Zelda vs. Rationalism: The Timeline Problem

I just read an article which discusses just one theory out of many concerning the time-line in Zelda games. Admittedly, I skimmed parts, but I paid attention to most of it. I got to the end, and read this:

“Sure, I suppose being able to find ‘the closest timeline to what Miyamoto is envisioning right this very moment’ is a worthy runner-up goal, but to what ends? If Nintendo is making it all up as they go along (which I’d also wager is quite likely), the timeline is as flexible as a rubber band, completely mutable and able to be changed at their discretion from here on out. …

“Instead, I truly believe that half the fun of inventing timelines is in the building of the world of Hyrule. It’s in creating our Hyrule. It’s feeling like a scholar of ancient history and digging through the ruins of a fallen Hyrule Castle to find archæological evidence regarding the ancient civilization of the Hylians. It’s in the crazy theorization, the wild speculation, and the mad experimentation.”

Why in the world we care in the first place is the topic of other articles also posted on that website (I suggest you dig around a bit if you’re a fan of the Zelda series like I am) but I do know that every time I start a new game in the Zelda series, I can’t wait to see what new plot twists will be given.

First, he (or she?) is wrong that we shouldn’t search for a proper time-line. (It’s just another form of fan art.) He’s also wrong that the fun is creating our own Hyrule world. I think the fun actually lies in the fact that there’s something about the Zelda universe that clicks with us, that makes us wish we lived in such a world.

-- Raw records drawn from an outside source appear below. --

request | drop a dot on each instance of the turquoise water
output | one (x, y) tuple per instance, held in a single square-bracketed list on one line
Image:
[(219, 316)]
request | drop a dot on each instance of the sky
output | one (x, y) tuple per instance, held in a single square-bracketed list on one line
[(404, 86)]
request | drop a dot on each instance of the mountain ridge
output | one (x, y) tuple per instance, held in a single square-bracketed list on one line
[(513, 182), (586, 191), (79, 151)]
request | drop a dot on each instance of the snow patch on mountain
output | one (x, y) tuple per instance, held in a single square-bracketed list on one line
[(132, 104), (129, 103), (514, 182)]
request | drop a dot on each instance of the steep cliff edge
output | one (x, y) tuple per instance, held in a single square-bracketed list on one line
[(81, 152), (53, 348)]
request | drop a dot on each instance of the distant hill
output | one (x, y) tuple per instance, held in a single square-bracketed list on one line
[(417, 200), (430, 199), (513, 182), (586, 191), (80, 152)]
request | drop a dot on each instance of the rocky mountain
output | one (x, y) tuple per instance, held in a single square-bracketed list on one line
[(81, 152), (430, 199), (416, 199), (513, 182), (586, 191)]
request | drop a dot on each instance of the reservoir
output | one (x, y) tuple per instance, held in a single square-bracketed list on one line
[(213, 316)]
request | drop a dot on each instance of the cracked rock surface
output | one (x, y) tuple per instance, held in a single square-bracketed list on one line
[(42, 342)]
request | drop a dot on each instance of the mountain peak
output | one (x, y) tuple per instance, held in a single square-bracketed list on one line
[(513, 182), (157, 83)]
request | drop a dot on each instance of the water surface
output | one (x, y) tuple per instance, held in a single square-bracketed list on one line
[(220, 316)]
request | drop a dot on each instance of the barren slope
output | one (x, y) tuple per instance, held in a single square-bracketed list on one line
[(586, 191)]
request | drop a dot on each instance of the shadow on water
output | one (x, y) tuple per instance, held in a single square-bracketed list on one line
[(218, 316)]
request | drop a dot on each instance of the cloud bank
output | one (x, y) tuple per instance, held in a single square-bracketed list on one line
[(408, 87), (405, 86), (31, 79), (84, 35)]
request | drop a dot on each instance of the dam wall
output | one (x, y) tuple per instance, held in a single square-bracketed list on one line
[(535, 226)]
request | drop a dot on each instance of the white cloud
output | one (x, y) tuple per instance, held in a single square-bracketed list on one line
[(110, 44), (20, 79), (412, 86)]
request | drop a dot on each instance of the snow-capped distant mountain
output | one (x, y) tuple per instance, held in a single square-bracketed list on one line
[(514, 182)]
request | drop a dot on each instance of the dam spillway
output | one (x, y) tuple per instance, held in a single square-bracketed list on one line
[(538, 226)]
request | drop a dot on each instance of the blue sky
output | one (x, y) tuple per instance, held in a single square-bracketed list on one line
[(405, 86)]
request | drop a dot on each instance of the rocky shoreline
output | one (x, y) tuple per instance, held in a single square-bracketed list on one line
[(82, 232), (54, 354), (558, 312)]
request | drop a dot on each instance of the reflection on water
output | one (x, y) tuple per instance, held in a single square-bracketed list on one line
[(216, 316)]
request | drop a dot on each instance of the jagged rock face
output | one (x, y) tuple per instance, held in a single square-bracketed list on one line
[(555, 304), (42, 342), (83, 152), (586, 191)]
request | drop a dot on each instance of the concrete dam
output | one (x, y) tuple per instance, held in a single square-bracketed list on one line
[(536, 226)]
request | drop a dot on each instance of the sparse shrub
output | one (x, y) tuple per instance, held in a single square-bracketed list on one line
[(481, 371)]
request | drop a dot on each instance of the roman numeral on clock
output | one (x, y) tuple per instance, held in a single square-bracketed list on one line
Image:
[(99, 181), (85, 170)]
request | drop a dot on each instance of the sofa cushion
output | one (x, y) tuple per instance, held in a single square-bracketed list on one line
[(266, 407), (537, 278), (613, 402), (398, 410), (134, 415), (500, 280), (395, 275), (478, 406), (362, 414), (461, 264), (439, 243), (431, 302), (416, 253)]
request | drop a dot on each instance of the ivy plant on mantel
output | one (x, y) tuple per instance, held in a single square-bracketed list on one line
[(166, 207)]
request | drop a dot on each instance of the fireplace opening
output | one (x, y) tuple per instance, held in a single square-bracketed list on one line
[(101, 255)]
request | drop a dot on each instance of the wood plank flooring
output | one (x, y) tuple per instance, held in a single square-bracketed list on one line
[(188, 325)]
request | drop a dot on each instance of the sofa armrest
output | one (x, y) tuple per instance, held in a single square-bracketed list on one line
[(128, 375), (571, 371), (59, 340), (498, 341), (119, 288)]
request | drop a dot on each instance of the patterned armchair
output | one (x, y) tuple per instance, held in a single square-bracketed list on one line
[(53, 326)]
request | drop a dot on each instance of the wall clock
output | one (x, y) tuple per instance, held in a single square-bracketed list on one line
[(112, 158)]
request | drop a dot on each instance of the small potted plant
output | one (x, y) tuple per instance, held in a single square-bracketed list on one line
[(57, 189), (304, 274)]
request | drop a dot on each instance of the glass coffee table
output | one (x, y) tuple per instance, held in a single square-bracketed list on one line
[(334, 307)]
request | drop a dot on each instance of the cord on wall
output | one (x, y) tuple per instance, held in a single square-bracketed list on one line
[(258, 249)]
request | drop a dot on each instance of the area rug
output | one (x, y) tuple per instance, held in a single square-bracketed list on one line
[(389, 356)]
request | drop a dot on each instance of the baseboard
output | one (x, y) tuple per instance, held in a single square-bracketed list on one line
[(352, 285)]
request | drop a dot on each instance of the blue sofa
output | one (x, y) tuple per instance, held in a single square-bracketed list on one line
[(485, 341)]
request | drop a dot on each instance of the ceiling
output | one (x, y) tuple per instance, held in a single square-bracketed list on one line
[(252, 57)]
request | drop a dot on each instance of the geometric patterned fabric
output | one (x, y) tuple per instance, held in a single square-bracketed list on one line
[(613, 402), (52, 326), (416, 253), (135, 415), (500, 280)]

This is where this blog post title comes in: the games’ time-lines don’t have to be rational or fit together. I think the goal in mind when the developers created the Zelda games was just to make it fun. They speak of an ancient hero, and then link characters to the past. Somehow, the ancient hero part adds an aurora to the rest of the story. The whole thing creates a personal journey of discovery, connection, and enjoyment of the characters and the environment that makes it so much fun.

That’s why I play Zelda, and that’s why I think we all want to discover more about the time-line. It doesn’t have to be rational, or make sense, at least across multiple games. It just has to be fun and sensible in the context of each game.